Tagiri mantuvo en marcha la investigación sobre la esclavitud, por supuesto, pero junto a Hassan se lanzó también al nuevo proyecto con un nuevo equipo de trabajadores. Hassan dirigía el grupo que estudiaba la historia para ver si detener a Colón tendría el efecto que deseaban, y descubrir si algún otro cambio podría ser más deseable o más fácilmente puesto en práctica. Tagiri dividió sus horas de trabajo entre el proyecto de la esclavitud y la coordinación de una docena de físicos e ingenieros que intentaban averiguar exactamente las consecuencias de una sacudida temporal, y cómo alterar las máquinas del tiempo para aumentar el efecto lo suficiente para permitir la alteración del pasado.
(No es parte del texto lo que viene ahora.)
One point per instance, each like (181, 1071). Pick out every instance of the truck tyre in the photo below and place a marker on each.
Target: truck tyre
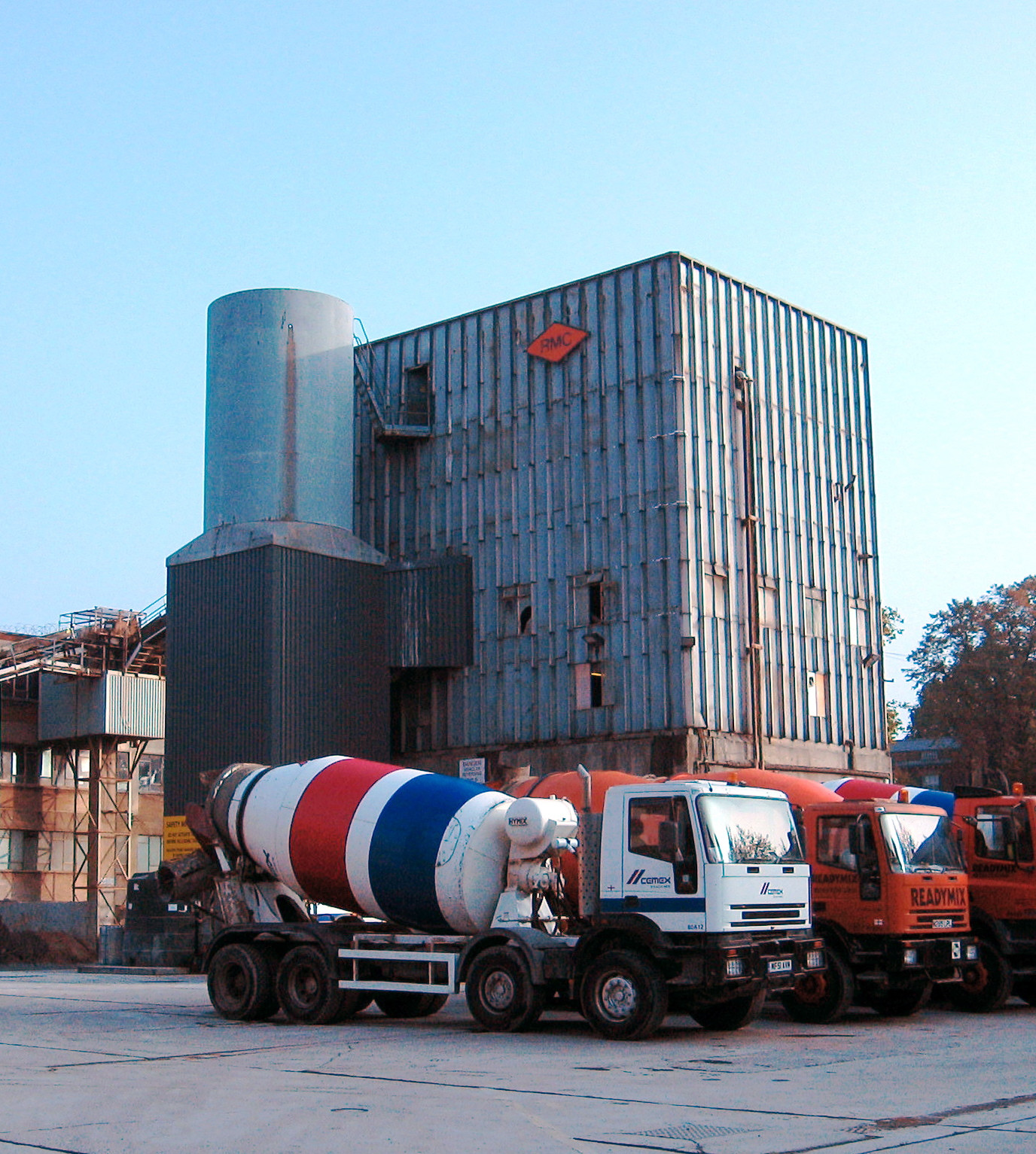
(407, 1004)
(500, 991)
(984, 988)
(825, 996)
(901, 1003)
(242, 982)
(307, 989)
(730, 1015)
(623, 996)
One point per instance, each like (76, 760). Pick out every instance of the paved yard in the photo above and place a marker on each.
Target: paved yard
(96, 1063)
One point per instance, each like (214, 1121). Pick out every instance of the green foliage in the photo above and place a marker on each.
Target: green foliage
(892, 626)
(975, 671)
(892, 623)
(894, 725)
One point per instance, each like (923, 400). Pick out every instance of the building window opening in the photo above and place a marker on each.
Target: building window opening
(769, 608)
(858, 623)
(419, 711)
(817, 695)
(416, 398)
(148, 853)
(590, 686)
(596, 602)
(516, 610)
(715, 591)
(812, 613)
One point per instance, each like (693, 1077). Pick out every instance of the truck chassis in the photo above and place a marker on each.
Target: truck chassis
(622, 974)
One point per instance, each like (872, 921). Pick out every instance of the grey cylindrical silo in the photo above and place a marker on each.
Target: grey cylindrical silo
(279, 409)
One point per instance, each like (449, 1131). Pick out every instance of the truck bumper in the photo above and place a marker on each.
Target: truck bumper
(775, 964)
(940, 959)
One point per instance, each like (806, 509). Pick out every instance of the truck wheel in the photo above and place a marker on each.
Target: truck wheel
(823, 997)
(901, 1003)
(986, 987)
(730, 1015)
(500, 991)
(623, 996)
(307, 989)
(407, 1004)
(242, 982)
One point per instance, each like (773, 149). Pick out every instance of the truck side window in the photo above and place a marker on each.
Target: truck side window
(1025, 833)
(660, 827)
(833, 842)
(995, 835)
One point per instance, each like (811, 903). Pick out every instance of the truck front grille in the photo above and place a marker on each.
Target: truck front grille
(782, 914)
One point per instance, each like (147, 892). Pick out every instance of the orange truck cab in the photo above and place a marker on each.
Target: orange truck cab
(1001, 864)
(890, 897)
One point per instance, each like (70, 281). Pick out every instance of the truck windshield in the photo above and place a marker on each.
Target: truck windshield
(921, 842)
(749, 830)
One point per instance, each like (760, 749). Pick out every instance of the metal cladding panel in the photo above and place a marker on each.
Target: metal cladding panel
(817, 536)
(136, 705)
(429, 614)
(115, 704)
(623, 465)
(279, 420)
(273, 656)
(545, 473)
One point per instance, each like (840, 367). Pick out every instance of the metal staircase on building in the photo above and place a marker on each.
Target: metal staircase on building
(392, 422)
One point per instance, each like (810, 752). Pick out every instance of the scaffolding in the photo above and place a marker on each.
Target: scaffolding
(91, 644)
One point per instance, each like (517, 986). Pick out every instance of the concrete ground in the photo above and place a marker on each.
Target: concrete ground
(97, 1063)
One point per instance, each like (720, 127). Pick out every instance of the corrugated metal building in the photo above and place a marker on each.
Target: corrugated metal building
(669, 517)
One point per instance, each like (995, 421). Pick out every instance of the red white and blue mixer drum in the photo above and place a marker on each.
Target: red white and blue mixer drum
(864, 790)
(422, 850)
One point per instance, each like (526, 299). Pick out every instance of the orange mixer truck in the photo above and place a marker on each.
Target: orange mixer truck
(998, 845)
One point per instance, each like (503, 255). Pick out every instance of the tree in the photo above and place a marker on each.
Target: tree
(892, 626)
(975, 671)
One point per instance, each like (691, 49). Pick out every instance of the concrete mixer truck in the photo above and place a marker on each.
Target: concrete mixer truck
(691, 894)
(997, 839)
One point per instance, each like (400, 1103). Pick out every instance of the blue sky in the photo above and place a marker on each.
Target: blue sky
(873, 163)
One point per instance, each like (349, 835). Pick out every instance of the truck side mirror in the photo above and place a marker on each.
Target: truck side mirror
(668, 842)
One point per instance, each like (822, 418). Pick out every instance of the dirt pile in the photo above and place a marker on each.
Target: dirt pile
(43, 948)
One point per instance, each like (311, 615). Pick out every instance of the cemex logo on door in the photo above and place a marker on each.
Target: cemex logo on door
(554, 344)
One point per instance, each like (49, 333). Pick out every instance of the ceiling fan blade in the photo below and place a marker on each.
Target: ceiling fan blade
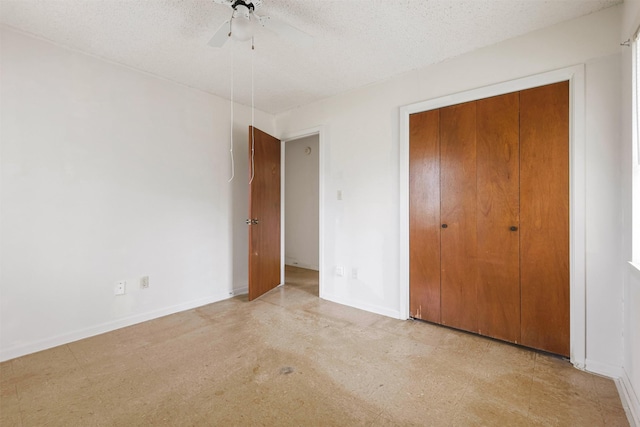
(221, 36)
(285, 30)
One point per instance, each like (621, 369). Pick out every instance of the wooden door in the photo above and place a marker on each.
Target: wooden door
(424, 216)
(264, 211)
(497, 160)
(544, 217)
(458, 239)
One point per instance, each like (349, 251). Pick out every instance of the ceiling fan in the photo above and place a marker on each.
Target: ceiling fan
(242, 24)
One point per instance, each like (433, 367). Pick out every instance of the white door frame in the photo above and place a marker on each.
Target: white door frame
(318, 130)
(577, 188)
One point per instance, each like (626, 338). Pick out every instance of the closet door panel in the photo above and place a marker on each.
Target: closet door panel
(544, 217)
(424, 215)
(497, 134)
(458, 212)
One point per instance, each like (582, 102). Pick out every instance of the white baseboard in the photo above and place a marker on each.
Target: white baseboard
(630, 399)
(366, 307)
(603, 369)
(241, 291)
(35, 346)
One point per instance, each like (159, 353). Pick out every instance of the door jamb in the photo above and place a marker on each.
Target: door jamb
(318, 130)
(577, 188)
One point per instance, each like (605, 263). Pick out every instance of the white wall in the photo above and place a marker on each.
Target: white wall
(631, 275)
(109, 174)
(302, 202)
(362, 159)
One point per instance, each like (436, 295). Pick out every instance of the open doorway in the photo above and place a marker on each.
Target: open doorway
(302, 212)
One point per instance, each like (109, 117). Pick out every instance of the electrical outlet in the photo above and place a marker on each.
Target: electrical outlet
(121, 287)
(144, 282)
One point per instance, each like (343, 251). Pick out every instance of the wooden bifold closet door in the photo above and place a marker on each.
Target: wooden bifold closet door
(489, 212)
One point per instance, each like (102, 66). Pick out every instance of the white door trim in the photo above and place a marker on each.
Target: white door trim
(318, 130)
(577, 188)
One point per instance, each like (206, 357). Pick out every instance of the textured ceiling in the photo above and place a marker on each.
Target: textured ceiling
(356, 42)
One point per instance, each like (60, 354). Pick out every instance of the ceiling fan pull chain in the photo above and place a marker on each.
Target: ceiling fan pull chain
(233, 171)
(253, 142)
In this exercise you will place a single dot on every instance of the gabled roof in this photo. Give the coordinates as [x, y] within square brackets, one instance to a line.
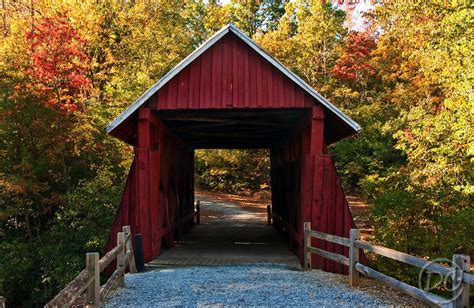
[205, 46]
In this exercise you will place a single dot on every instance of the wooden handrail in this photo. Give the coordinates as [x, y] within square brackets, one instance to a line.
[330, 238]
[458, 272]
[109, 257]
[73, 289]
[401, 286]
[403, 257]
[89, 279]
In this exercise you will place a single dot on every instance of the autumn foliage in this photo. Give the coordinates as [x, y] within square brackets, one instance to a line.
[59, 65]
[354, 64]
[67, 68]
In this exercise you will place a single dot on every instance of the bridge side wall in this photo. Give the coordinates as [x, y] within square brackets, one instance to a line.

Poco después de iniciada su colaboración, Tagiri y Hassan se casaron y tuvieron una hija y un hijo. Llamaron a la niña Diko y Acho al niño. Ambos crecieron fuertes y sabios, inmersos en el amor de sus padres y el Proyecto Colón desde su infancia. Acho creció y se convirtió en piloto. Surcó la superficie de la Tierra como un pájaro, rápido y libre. Diko no se apartó tanto de casa. Aprendió los lenguajes, las herramientas, las historias inherentes al trabajo de sus padres, y se quedó junto a ellos. Tagiri miraba a su marido, a sus hijos, y más de una vez pensaba: «¿Y si algún extranjero de un lugar lejano viniera y me robara a mi hijo y lo convirtiera en esclavo y nunca volviera a verlo? ¿Y si un ejército de un lugar ignoto viniera y asesinara a mi esposo y violara a mi hija? ¿Y si, en algún otro lugar, gente feliz nos observara mientras todo eso sucedía, y no hiciera nada para ayudarnos, por temor a poner en peligro su propia felicidad? ¿Qué pensaría de ellos? ¿Qué clase de personas serían?»